Le secrétaire de dame est également une création de l’époque. Très raffiné, sa silhouette est légèrement galbée. Il se compose de deux corps : l’inférieur formé par deux vantaux ; le supérieur clos par deux volets coulissants. Les volets dissimulent une série de tiroirs et une petite armoire. Un tiroir horizontal sépare les deux parties.

Les commodes, sont très richement ornées par les ébénistes de l’époque qui contrairement à leurs prédécesseurs ne font plus épouser l’ornementation aux lignes générales du meuble. Le plateau, fréquemment en marbre, a ses bords chantournés, tandis que le corps, au niveau des angles, des pieds, des poignées et des serrures, est garni de bronze ciselé ;

La ligne générale est galbée, soutenue par des pieds plus ou moins élancés. La traverse inférieure, de forme très ondulée, est décorée d’un cul de lampe en bronze.

Les armoires et les buffets,

sont des meubles réalisés pour la plupart en bois massif, par des artisans menuisiers provinciaux. Les plus belles réalisations sont normandes ou provençales.

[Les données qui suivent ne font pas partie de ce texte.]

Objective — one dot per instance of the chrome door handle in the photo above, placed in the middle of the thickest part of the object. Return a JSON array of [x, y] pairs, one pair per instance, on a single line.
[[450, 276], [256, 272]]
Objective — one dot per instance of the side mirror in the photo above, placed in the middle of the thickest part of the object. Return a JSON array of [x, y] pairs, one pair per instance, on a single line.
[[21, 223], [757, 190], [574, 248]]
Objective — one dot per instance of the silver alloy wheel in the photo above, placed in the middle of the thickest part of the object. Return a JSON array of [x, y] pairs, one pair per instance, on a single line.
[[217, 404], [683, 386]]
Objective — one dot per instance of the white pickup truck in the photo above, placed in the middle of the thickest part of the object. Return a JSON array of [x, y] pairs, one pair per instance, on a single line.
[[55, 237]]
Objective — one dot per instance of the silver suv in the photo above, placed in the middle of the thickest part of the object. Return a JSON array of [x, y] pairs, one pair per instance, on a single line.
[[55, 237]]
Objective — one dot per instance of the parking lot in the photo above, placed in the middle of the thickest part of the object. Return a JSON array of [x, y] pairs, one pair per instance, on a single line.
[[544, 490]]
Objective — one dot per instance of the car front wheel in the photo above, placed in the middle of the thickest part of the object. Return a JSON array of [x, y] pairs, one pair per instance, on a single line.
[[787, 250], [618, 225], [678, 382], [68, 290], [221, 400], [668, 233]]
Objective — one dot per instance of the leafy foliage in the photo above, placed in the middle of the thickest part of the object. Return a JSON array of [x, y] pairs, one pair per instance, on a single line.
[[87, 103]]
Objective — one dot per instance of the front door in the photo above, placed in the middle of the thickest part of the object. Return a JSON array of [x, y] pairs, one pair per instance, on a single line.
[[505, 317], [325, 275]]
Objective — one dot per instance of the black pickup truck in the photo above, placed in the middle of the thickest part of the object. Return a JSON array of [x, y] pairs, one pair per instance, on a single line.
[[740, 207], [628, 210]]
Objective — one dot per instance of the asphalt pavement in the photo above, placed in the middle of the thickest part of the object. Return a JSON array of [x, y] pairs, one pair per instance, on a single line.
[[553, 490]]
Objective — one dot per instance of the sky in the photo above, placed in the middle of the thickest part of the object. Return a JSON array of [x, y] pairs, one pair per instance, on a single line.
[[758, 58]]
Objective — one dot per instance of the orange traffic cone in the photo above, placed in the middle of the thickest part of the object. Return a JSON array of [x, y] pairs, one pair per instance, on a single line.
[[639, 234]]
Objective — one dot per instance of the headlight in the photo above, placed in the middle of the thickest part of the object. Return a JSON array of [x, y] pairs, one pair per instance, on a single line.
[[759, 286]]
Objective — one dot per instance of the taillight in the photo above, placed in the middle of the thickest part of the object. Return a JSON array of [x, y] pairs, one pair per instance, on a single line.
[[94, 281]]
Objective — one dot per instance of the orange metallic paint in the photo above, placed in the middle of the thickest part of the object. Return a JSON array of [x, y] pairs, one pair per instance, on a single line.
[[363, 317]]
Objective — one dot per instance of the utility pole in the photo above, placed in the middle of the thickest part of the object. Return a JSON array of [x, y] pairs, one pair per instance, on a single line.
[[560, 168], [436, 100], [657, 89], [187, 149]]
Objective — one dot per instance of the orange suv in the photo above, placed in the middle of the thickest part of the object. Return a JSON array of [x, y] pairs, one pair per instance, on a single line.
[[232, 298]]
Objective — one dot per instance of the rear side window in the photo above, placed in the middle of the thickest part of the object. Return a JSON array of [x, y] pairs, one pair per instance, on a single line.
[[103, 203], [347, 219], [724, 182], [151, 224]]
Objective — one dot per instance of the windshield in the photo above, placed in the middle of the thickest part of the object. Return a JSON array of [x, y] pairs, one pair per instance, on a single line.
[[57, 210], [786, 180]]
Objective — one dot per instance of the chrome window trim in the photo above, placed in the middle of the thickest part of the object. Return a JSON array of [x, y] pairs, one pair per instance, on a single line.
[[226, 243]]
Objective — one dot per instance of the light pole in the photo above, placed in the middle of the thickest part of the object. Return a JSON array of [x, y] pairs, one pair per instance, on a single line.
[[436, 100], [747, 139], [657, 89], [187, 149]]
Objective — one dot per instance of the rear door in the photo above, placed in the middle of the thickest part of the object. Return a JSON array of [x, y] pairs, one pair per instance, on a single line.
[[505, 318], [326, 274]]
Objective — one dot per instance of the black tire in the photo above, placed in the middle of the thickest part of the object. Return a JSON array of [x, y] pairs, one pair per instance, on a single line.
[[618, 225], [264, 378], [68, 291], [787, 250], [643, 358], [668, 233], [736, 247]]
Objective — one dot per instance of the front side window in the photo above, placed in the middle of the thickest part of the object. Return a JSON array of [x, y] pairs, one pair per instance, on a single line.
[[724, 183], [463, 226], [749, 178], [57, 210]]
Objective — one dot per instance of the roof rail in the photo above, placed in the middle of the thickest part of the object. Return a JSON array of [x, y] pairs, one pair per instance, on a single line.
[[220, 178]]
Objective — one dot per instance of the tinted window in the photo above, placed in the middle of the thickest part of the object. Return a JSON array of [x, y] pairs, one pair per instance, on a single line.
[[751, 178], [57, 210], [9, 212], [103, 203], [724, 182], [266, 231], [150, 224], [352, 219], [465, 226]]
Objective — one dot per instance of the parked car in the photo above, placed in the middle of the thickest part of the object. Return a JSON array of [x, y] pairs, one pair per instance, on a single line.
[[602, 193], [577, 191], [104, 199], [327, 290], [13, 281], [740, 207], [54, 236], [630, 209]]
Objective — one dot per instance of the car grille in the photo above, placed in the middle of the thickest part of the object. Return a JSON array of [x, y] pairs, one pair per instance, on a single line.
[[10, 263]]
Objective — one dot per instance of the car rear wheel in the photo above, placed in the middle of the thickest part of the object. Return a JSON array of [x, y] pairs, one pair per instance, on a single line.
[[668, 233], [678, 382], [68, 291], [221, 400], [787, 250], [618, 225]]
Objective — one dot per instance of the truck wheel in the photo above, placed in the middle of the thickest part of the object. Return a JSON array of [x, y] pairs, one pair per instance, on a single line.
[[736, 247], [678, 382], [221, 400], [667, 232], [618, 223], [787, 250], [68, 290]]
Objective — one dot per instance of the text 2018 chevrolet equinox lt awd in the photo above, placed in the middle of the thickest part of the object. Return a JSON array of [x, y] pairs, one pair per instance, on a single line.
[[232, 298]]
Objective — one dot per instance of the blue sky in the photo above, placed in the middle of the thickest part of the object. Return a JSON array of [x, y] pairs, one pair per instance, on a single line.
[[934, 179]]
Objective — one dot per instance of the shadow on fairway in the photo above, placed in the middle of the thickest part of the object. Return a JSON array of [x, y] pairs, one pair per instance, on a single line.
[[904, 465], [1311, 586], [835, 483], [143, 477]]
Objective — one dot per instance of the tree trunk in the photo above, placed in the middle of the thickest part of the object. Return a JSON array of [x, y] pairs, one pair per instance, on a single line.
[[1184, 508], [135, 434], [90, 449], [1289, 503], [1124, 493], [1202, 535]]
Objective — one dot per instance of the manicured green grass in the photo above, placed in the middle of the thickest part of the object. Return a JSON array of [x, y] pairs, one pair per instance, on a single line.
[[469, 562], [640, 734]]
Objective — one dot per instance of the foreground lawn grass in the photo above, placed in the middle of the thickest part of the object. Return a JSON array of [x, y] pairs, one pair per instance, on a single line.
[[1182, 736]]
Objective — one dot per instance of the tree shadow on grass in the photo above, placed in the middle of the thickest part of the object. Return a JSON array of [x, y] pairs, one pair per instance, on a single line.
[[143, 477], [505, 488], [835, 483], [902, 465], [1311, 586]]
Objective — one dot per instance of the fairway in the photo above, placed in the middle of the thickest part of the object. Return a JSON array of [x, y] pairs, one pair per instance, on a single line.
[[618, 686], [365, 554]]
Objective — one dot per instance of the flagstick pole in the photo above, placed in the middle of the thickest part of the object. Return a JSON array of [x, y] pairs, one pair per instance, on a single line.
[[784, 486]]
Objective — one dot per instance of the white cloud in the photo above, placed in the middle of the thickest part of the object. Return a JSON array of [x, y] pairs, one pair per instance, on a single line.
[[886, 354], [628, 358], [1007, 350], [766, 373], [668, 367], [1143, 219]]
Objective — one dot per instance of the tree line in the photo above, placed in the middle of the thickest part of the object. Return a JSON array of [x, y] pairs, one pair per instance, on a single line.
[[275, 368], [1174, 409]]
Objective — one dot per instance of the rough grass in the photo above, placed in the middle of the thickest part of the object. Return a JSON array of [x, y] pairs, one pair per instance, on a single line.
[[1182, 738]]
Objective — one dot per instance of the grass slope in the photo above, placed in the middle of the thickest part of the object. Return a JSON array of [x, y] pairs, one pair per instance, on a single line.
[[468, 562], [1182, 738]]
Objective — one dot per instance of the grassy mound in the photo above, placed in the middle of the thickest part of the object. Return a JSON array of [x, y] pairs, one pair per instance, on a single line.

Les armoires possèdent toutes un fronton cintré, sinueux, qui est mouluré et orné d’un motif central. La traverse inférieure est festonnée et garnie de légères sculptures qui se prolongent jusqu’aux pieds ; ceux ci sont contournés et se terminent par une ample volute reposant sur un dé. Les vantaux sont moulurés et leurs contours chantournés, Les entrées de serrures et les gonds sont en métal travaillé et ciselé.

Le vaisselier se différencie du bas d’armoire par la présence d’un deuxième corps supérieur reposant en retrait sur le corps inférieur et composé de tablettes et d’étagères à fond plein.

C’est incontestablement à la présence de la reine que l’on doit l’apparition du lit à la polonaise. C’est un lit à deux dossiers, cerné par quatre montants d’où part une armature en fer soutenant le baldaquin.

Le règne de Louis XV voit apparaître une foule de sièges nouveaux. Leurs formes sont pleines de grâce et de légèreté ; ils deviennent confortables grâce à l’invention de l’élastique qui sera à l’origine de notre ressort.

Les sièges sont fabriqués en chêne, en noyer ou en hêtre ; le plus souvent ils sont peints ou dorés, le bois naturel étant réservé aux sièges cannés. Les dossiers sont assez bas et concaves afin d’épouser la ligne du corps.

Les supports d’accotoirs sont en retrait, ceci à cause de la mode des robes à paniers. La mouluration est fine et délicate, la décoration, sobre, se trouve le plus généralement au centre de la ceinture et en haut du dossier. Les pieds prennent la forme d’un S et sont garnis d’une feuille d’acanthe ; ils se terminent par un enroulement que l’on nomme roquillard.